Recognizing that their businesses depend upon the ability to easily get data into the cloud, the major public cloud providers offer a range of solutions for ingesting data to their platforms. There is increasing awareness that there is no one-size-fits-all approach, and customers are demanding a choice of offerings that are optimized for different use cases. Here are some of the most common:
One solution offered by cloud platforms is the option of purchasing dedicated connectivity from the customer’s data center to one of the provider’s global connection locations.
Amazon’s AWS Direct Connect and Microsoft’s Azure ExpressRoute provide the interconnect point necessary to connect using independently provisioned dedicated circuits and IP-layer connectivity.

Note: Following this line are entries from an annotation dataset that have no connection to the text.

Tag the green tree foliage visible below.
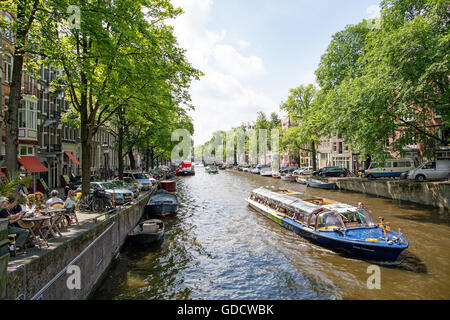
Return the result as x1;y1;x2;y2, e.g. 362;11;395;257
280;84;324;170
316;0;450;159
35;0;200;194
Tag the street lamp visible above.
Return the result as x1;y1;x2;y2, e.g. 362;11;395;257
102;142;109;181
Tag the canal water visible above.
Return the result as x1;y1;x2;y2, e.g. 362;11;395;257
93;167;450;300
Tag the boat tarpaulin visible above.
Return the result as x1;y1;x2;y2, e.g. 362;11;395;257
64;151;81;166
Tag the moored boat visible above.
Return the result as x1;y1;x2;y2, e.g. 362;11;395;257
160;180;177;192
127;220;165;246
306;179;337;190
295;177;308;184
205;166;219;174
281;174;296;181
144;190;178;218
247;188;409;264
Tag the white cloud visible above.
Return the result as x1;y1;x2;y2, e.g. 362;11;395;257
171;0;276;145
366;4;380;19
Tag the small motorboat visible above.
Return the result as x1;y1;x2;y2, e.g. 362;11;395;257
246;188;409;264
205;166;219;174
160;180;177;192
144;190;178;218
127;220;165;246
281;174;296;181
306;179;337;190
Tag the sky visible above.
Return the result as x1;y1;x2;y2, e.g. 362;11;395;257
169;0;379;146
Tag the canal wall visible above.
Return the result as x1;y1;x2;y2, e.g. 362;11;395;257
6;192;151;300
329;178;450;210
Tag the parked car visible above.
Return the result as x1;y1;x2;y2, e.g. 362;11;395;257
91;182;133;204
250;165;261;174
123;172;156;191
364;159;415;179
280;167;298;174
320;168;349;178
407;160;450;181
293;167;312;176
259;166;272;177
312;167;339;177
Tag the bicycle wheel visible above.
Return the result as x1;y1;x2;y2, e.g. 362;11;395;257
92;199;105;212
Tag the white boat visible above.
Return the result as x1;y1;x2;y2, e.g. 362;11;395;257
295;177;308;184
259;167;272;177
281;174;296;181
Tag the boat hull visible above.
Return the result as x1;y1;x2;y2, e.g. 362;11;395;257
127;231;164;246
306;181;337;190
144;190;178;217
247;199;408;263
144;203;178;217
127;220;165;246
161;181;177;192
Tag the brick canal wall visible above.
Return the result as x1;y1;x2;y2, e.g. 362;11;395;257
336;178;450;210
6;193;150;300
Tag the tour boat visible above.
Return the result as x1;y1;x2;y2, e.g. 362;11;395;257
246;188;409;264
127;220;164;245
205;166;219;174
281;174;296;181
306;179;337;190
144;190;178;218
295;177;308;184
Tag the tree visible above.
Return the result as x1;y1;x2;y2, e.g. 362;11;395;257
316;0;450;160
280;84;321;170
42;0;198;194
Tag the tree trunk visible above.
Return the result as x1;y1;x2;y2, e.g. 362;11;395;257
150;147;155;170
128;149;136;170
5;49;23;177
145;149;153;172
364;155;372;170
117;108;124;180
311;141;317;171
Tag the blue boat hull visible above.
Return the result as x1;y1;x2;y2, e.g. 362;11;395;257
247;200;409;264
145;203;178;216
282;218;407;262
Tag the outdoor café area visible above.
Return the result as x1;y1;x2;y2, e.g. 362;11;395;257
0;192;114;267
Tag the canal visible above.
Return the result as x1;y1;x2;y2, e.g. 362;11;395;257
93;167;450;300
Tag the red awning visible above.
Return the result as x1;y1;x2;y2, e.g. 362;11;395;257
18;156;48;173
64;151;81;166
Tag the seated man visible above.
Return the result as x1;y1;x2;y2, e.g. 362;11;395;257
0;198;30;248
45;190;64;207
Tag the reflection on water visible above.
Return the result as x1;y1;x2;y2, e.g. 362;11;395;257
94;167;450;300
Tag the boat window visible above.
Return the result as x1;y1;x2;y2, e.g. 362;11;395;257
317;211;344;230
341;209;376;228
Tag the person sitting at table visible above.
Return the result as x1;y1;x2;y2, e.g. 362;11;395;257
0;198;30;248
64;190;76;226
46;190;64;207
8;194;29;214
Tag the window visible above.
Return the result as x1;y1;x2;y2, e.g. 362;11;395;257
18;99;37;130
3;53;13;83
4;13;14;42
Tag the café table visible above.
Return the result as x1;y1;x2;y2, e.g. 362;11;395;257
43;209;66;237
21;215;51;247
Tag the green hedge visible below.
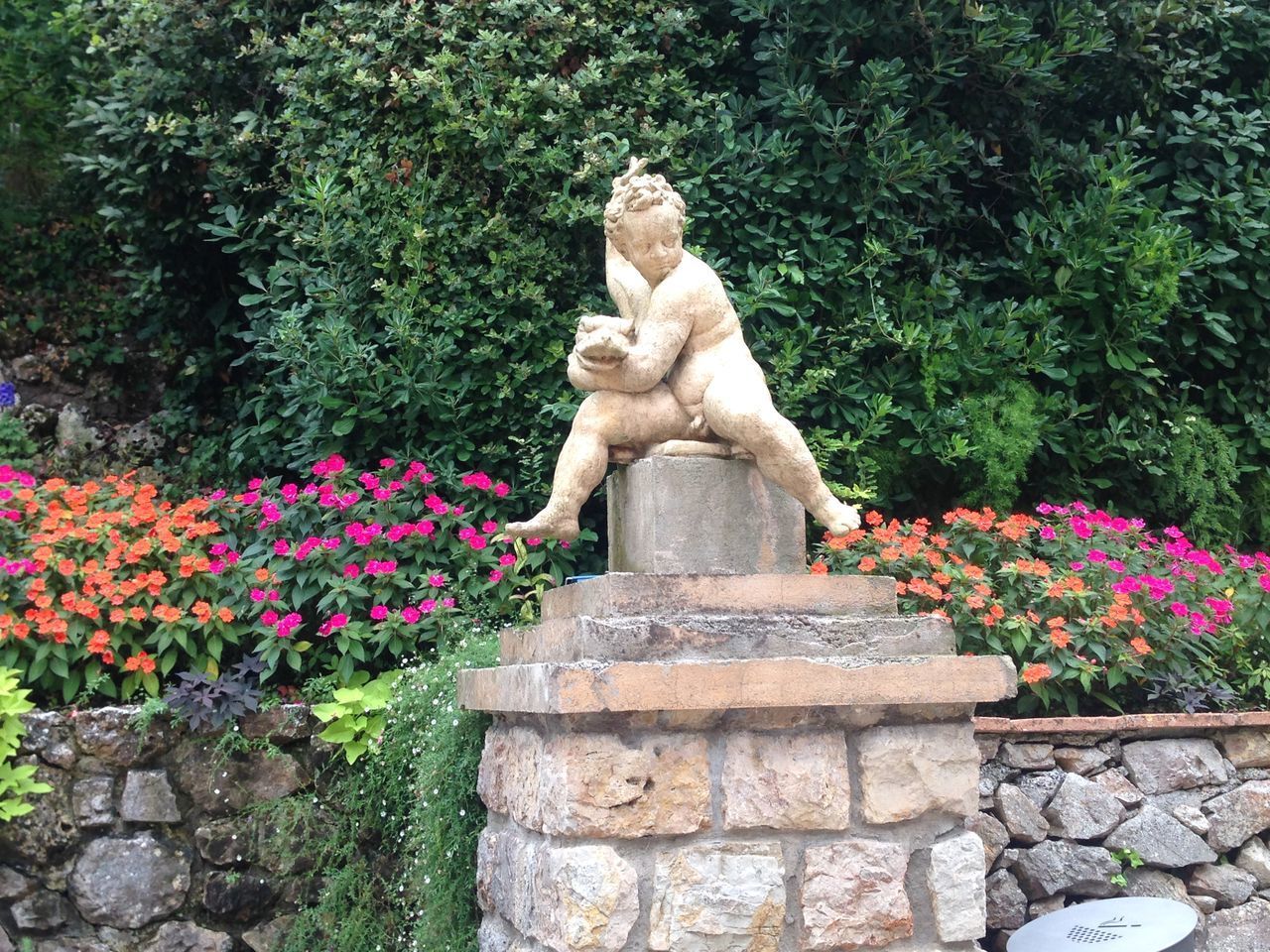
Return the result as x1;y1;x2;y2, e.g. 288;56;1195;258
45;0;1270;542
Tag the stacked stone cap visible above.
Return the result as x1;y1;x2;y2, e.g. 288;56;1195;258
458;572;1015;713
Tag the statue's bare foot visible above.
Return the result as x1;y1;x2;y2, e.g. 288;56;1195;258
816;499;860;536
504;509;581;542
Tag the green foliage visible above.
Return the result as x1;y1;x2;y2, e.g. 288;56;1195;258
60;0;1270;538
0;410;40;467
961;381;1044;509
0;667;52;822
313;671;401;763
280;631;498;952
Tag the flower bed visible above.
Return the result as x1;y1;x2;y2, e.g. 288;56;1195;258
0;456;574;702
812;503;1270;713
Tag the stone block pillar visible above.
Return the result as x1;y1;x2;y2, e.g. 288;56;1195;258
459;574;1015;952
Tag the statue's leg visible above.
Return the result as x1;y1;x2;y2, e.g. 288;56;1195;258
507;384;691;539
704;375;860;536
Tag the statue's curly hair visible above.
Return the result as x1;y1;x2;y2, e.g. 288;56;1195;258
604;158;687;241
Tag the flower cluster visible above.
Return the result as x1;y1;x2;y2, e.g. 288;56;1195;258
813;503;1270;712
0;456;588;699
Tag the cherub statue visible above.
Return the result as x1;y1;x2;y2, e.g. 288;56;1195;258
507;159;860;539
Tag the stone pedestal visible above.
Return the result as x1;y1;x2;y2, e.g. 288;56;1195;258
459;574;1015;952
606;456;807;575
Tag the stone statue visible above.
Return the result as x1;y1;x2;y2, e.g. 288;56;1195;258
507;159;860;539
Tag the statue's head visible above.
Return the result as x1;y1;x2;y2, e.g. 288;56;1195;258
604;159;686;286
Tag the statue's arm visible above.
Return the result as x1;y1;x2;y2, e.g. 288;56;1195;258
569;286;695;394
604;239;653;326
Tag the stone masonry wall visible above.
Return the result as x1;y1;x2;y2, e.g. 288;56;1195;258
966;716;1270;952
0;706;331;952
477;707;984;952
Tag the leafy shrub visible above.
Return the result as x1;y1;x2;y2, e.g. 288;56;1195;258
0;457;583;701
813;503;1270;715
0;667;52;822
277;635;498;952
57;0;1270;539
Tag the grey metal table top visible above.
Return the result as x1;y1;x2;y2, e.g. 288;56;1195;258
1006;897;1199;952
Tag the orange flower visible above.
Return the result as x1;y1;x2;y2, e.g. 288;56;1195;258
1022;663;1054;684
123;652;155;674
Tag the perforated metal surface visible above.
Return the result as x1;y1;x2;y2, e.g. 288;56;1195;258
1006;897;1199;952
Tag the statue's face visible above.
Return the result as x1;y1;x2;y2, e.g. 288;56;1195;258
615;204;684;287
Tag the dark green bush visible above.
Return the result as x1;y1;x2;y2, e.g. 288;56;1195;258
60;0;1270;540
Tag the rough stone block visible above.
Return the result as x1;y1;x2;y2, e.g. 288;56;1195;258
1120;738;1229;793
799;840;913;952
543;572;898;621
119;771;181;822
648;843;785;952
926;831;988;942
499;613;955;665
1103;803;1216;870
721;731;853;832
1204;780;1270;853
858;724;979;822
607;457;807;575
476;829;639;952
71;775;114;829
69;831;190;929
477;727;710;837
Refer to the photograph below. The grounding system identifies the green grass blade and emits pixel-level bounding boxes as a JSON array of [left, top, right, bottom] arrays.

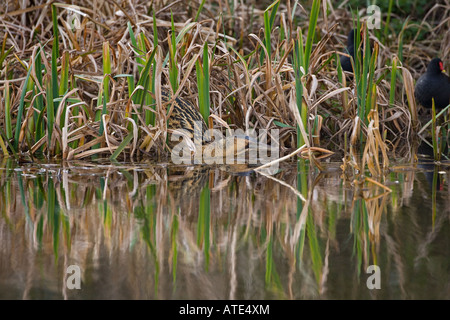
[[109, 133, 133, 160], [14, 66, 32, 149]]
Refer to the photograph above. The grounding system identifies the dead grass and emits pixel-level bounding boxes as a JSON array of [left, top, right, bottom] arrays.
[[0, 0, 450, 174]]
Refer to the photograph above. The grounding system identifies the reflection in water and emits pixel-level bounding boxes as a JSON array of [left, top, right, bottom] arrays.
[[0, 160, 450, 299]]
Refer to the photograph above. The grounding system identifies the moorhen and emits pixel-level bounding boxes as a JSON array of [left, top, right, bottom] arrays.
[[414, 58, 450, 109]]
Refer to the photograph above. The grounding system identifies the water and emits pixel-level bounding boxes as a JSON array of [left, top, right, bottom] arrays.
[[0, 160, 450, 299]]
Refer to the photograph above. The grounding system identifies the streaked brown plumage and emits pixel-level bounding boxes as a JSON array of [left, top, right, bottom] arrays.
[[161, 88, 208, 145]]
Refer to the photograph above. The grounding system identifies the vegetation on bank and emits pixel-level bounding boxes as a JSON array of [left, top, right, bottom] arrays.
[[0, 0, 450, 169]]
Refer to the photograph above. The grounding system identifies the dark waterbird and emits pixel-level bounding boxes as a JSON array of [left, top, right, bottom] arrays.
[[414, 58, 450, 109]]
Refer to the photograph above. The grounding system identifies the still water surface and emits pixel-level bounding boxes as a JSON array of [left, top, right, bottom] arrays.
[[0, 160, 450, 299]]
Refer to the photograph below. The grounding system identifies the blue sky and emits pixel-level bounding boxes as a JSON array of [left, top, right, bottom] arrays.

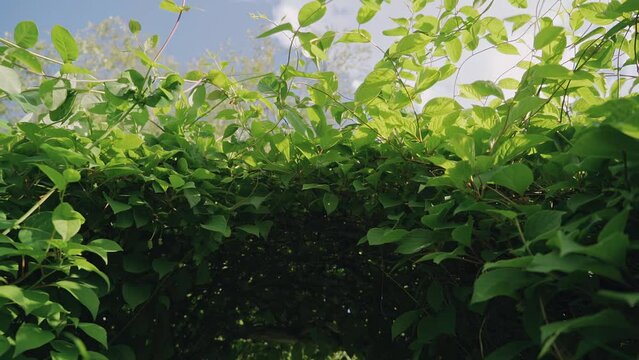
[[0, 0, 277, 62]]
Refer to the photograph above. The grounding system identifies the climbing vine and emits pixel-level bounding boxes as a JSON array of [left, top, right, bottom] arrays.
[[0, 0, 639, 360]]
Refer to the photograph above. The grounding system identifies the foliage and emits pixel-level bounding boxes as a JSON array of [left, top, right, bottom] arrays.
[[0, 0, 639, 360]]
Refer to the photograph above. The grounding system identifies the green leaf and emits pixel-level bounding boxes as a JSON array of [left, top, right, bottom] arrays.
[[355, 69, 395, 102], [508, 0, 528, 9], [533, 26, 564, 50], [151, 258, 176, 279], [444, 38, 462, 63], [392, 33, 432, 55], [202, 215, 231, 237], [113, 133, 144, 150], [257, 23, 293, 39], [524, 210, 564, 241], [13, 21, 39, 49], [51, 25, 79, 63], [0, 285, 49, 315], [597, 290, 639, 307], [62, 168, 82, 183], [337, 29, 371, 43], [129, 19, 142, 34], [504, 14, 532, 31], [492, 164, 534, 195], [357, 0, 381, 25], [616, 0, 639, 12], [322, 193, 339, 215], [36, 164, 67, 191], [302, 184, 331, 191], [366, 228, 408, 245], [471, 268, 536, 304], [297, 0, 326, 27], [0, 65, 22, 95], [51, 202, 84, 240], [5, 49, 42, 74], [0, 336, 13, 356], [460, 80, 504, 100], [83, 239, 122, 264], [391, 310, 419, 339], [78, 323, 109, 349], [539, 309, 632, 358], [122, 282, 153, 310], [160, 0, 191, 13], [169, 174, 186, 189], [56, 280, 100, 319], [13, 323, 55, 358], [451, 220, 473, 247], [444, 0, 459, 11], [497, 43, 519, 55], [415, 66, 441, 92]]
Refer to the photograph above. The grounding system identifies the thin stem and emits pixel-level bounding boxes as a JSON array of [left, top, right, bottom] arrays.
[[0, 38, 64, 65], [2, 187, 56, 235]]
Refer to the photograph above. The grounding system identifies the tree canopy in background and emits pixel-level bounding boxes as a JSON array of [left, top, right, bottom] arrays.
[[0, 0, 639, 360]]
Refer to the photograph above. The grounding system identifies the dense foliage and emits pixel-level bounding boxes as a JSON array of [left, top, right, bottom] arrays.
[[0, 0, 639, 360]]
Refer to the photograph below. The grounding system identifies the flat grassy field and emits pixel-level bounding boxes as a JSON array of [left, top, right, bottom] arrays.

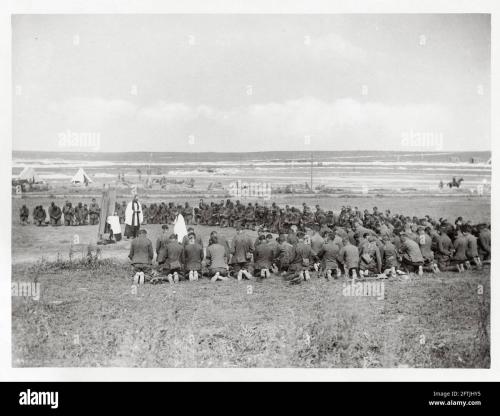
[[12, 193, 490, 368]]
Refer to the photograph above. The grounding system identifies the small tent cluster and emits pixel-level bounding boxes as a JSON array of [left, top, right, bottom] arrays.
[[71, 168, 92, 186], [17, 166, 43, 183]]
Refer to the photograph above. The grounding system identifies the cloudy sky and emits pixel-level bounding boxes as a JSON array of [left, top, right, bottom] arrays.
[[12, 15, 490, 152]]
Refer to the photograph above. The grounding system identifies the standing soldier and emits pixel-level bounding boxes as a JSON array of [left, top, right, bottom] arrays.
[[33, 205, 47, 227], [182, 202, 193, 225], [82, 204, 89, 225], [231, 226, 254, 280], [75, 202, 83, 225], [89, 198, 101, 225], [63, 201, 75, 226], [49, 201, 62, 226], [19, 205, 30, 225]]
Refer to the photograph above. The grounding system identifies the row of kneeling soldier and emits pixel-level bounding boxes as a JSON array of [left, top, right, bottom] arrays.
[[129, 219, 491, 284]]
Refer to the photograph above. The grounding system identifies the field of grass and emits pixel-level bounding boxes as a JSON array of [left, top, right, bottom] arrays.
[[12, 261, 490, 368], [12, 193, 490, 368]]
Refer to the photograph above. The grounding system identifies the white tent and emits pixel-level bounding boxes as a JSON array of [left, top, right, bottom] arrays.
[[71, 168, 92, 184], [17, 166, 43, 183]]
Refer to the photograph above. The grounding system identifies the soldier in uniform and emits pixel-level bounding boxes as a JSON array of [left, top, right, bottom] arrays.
[[89, 198, 101, 225], [182, 202, 193, 225], [49, 201, 62, 226], [19, 205, 30, 225], [82, 204, 89, 225], [63, 201, 75, 226]]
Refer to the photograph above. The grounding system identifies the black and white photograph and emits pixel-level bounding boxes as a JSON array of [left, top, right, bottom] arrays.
[[2, 8, 498, 374]]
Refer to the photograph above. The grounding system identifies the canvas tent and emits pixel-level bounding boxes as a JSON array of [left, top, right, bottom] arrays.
[[71, 168, 92, 185], [17, 167, 43, 183]]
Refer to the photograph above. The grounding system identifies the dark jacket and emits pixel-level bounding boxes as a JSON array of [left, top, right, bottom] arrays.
[[183, 243, 203, 271], [128, 235, 154, 264]]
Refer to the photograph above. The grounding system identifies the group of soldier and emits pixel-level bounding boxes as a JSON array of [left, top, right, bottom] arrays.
[[129, 205, 491, 284], [20, 199, 491, 282], [19, 198, 100, 227], [20, 199, 344, 233]]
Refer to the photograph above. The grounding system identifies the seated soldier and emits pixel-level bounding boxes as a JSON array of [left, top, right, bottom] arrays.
[[19, 205, 30, 225], [399, 232, 424, 276], [318, 232, 341, 279], [89, 198, 101, 225], [128, 229, 154, 284], [339, 237, 359, 278], [253, 234, 274, 278], [162, 234, 184, 283], [288, 231, 317, 284], [183, 232, 203, 281], [33, 205, 47, 227], [49, 201, 62, 226], [206, 236, 228, 282]]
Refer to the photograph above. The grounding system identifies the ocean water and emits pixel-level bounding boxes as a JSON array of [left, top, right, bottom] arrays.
[[12, 151, 491, 189]]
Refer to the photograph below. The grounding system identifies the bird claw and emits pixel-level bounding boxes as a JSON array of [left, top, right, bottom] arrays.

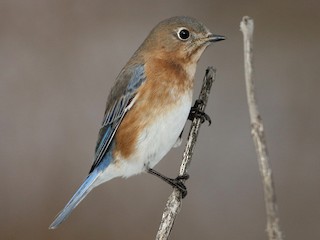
[[170, 174, 190, 198], [188, 99, 211, 126], [147, 168, 190, 198]]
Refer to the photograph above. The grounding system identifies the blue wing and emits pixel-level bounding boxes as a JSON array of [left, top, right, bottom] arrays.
[[89, 65, 146, 173], [49, 65, 146, 229]]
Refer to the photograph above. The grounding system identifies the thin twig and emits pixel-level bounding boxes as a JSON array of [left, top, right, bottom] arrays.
[[240, 17, 283, 240], [156, 67, 216, 240]]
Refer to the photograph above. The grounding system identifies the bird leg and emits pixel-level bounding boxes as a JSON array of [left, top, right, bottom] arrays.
[[147, 168, 189, 198], [188, 99, 211, 126]]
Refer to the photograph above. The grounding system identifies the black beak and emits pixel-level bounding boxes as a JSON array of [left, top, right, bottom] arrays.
[[208, 34, 226, 42]]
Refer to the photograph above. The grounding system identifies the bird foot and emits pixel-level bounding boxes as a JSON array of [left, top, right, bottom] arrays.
[[188, 99, 211, 126], [147, 168, 190, 198]]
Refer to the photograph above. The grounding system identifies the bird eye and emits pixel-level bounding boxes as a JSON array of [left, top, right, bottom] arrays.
[[178, 28, 190, 40]]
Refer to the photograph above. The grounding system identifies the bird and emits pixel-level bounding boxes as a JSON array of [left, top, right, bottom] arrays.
[[49, 16, 225, 229]]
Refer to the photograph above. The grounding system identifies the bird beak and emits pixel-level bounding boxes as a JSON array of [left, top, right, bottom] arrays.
[[207, 34, 226, 42]]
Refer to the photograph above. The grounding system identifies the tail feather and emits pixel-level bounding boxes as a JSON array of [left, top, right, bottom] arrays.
[[49, 171, 99, 229]]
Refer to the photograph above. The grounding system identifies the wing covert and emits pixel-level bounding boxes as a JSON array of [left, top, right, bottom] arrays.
[[89, 65, 146, 173]]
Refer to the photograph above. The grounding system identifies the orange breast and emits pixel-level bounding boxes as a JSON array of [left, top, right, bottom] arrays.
[[114, 59, 193, 160]]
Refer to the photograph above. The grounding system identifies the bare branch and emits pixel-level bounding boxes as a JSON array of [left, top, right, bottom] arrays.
[[240, 17, 283, 240], [156, 67, 216, 240]]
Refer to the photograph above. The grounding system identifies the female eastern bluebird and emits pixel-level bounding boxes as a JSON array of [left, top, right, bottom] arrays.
[[49, 17, 225, 229]]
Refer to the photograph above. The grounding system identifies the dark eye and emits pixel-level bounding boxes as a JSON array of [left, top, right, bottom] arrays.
[[178, 28, 190, 40]]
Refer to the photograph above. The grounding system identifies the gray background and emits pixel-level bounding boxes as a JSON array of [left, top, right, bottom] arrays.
[[0, 0, 320, 240]]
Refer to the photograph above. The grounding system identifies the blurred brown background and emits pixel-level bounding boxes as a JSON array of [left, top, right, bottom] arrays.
[[0, 0, 320, 240]]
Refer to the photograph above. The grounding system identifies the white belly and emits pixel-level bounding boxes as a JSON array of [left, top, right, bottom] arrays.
[[122, 93, 192, 177]]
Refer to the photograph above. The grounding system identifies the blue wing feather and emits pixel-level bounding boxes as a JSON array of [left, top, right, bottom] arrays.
[[89, 65, 146, 173]]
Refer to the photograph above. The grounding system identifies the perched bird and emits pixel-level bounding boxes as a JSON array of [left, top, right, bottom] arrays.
[[49, 17, 225, 229]]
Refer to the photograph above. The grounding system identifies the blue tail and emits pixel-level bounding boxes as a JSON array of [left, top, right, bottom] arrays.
[[49, 169, 99, 229]]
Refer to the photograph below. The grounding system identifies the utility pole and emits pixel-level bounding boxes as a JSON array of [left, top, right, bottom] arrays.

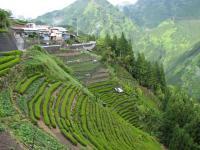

Such solutions promise to provide greater security, more reliability, lower latency, and higher speeds than moving files over the public Internet, and can be a compelling and cost-effective solution for certain situations.
Dedicated connectivity is a good choice when all of the data is located in a single data center and destined for a fixed cloud location, and when constant data transfer over a long period of time is planned.
On the downside, this dedicated connectivity is inelastic and very expensive when not fully utilized — customers pay for provisioned interconnect bandwidth whether they use it or not. In addition to connectivity costs paid to the cloud provider, it typically requires capital investment for terminal equipment and engagement of a local loop network provider to connect the data center to the cloud provider’s Point of Presence (POP).
This takes time to put in place and requires ongoing management, and depending on the distances involved there can still be a problem with latency.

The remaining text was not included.